THE SANTA CLARA
October 13, 2016
The Chicago Cubs, originally called the White Stockings, date back to 1876. This makes the franchise 140 years old.
The last 108 of those years have been spent in sheer agony as each attempt by the North Siders to claim their fourth World Series title has fallen short.
Their losing streak is the longest in Major League Baseball history and has made them the butt of every joke. But this, this is their year. Why? For starters, they finally don’t suck.
Chicago’s been the favorite to win the Series since the preseason. Jake Arrieta, Jon Lester and up-and-comer Kyle Hendricks shine on the mound and the Cubs have a stellar outfield to back them up, should anyone connect with a pitch (not likely).
a pitch (not likely). With John Lackey, Jason Hammel and Aroldis Chapman ready to do battle incase the series stretches to seven games, the Cubs have no need to sweat about running low on fresh arms.
Their offense is nothing to scoff at either. Kris Bryant may be the best player in the game, and players like Anthony Rizzo and Ben Zobrist will soon get out of their playoff slumps.
Anyway you look at it, the Cubs are the best team in baseball.
And this team has fun. Okay, they’re athletes and they are literally paid to play a game but there’s something different about this year’s squad. They want it more, and the fans can feel it.
Chicago native, diehard Cubs fan and senior communications major James LeClercq explained the hype as only a true Cubbie can, “This team is something special. (It’s) filled with young athletes dedicated to the game. They aren’t focused on curses or goats, they are focused on the next pitch and the next at bat. This team has more heart than any team in baseball. This system that (manager) Joe Maddon has instilled in his players has revolutionized baseball for centuries to come.”
Chicago is even at two games apiece with the Dodgers in the National League Championship Series. They need two more wins to clinch their spot in the World Series, where they’ll face the Cleveland Indians.

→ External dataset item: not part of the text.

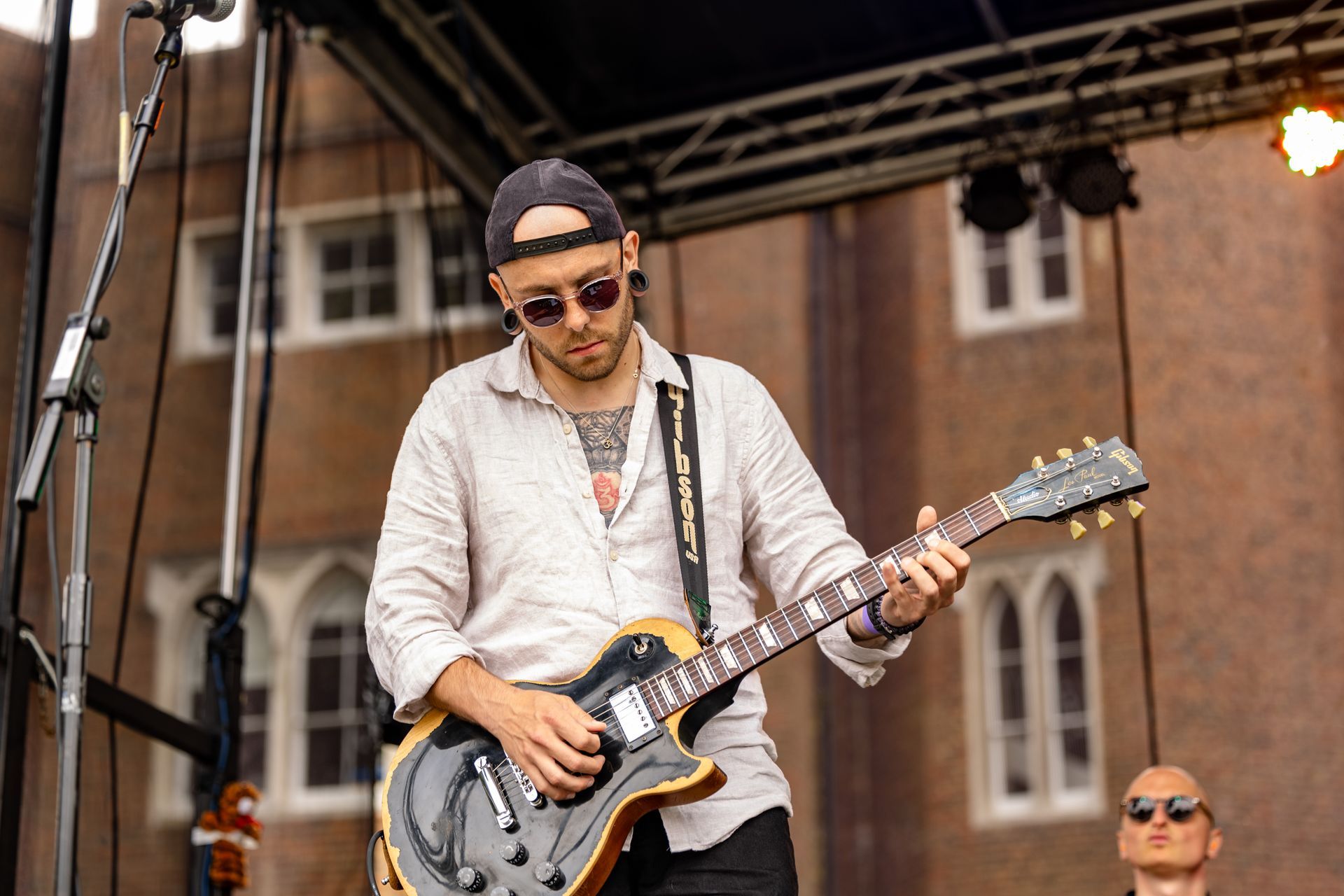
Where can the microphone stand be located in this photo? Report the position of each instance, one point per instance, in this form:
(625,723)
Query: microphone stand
(77,384)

But it’s time to stop pretending that the city of Cleveland will win two straight championships after their 52- year title drought. It’s time for Chicago’s curse to break.
As a Red Sox fan, it stings to admit that this was not our year. The loss of Big Papi is not something I am comfortable discussing yet. But I’ll admit, it feels good to (temporarily) shift my support to a team that needs a win more than anyone, and deserves a win too.
And I can’t help but think about what a championship would mean to all of the dyed-in-the-wool fans who have borne 100 years of misery and stuck by the blue and red regardless.
“I love this team more than anything in the world and I will cry when they do it,” LeClercq said. “I have saved money from every paycheck for my World Series fund and I will be there, crying with happiness like a baby. This is the year.”
I mean, come on. This drought, this team, this chance—this is what baseball, and life, are all about. This is their year. Go, Cubs, go!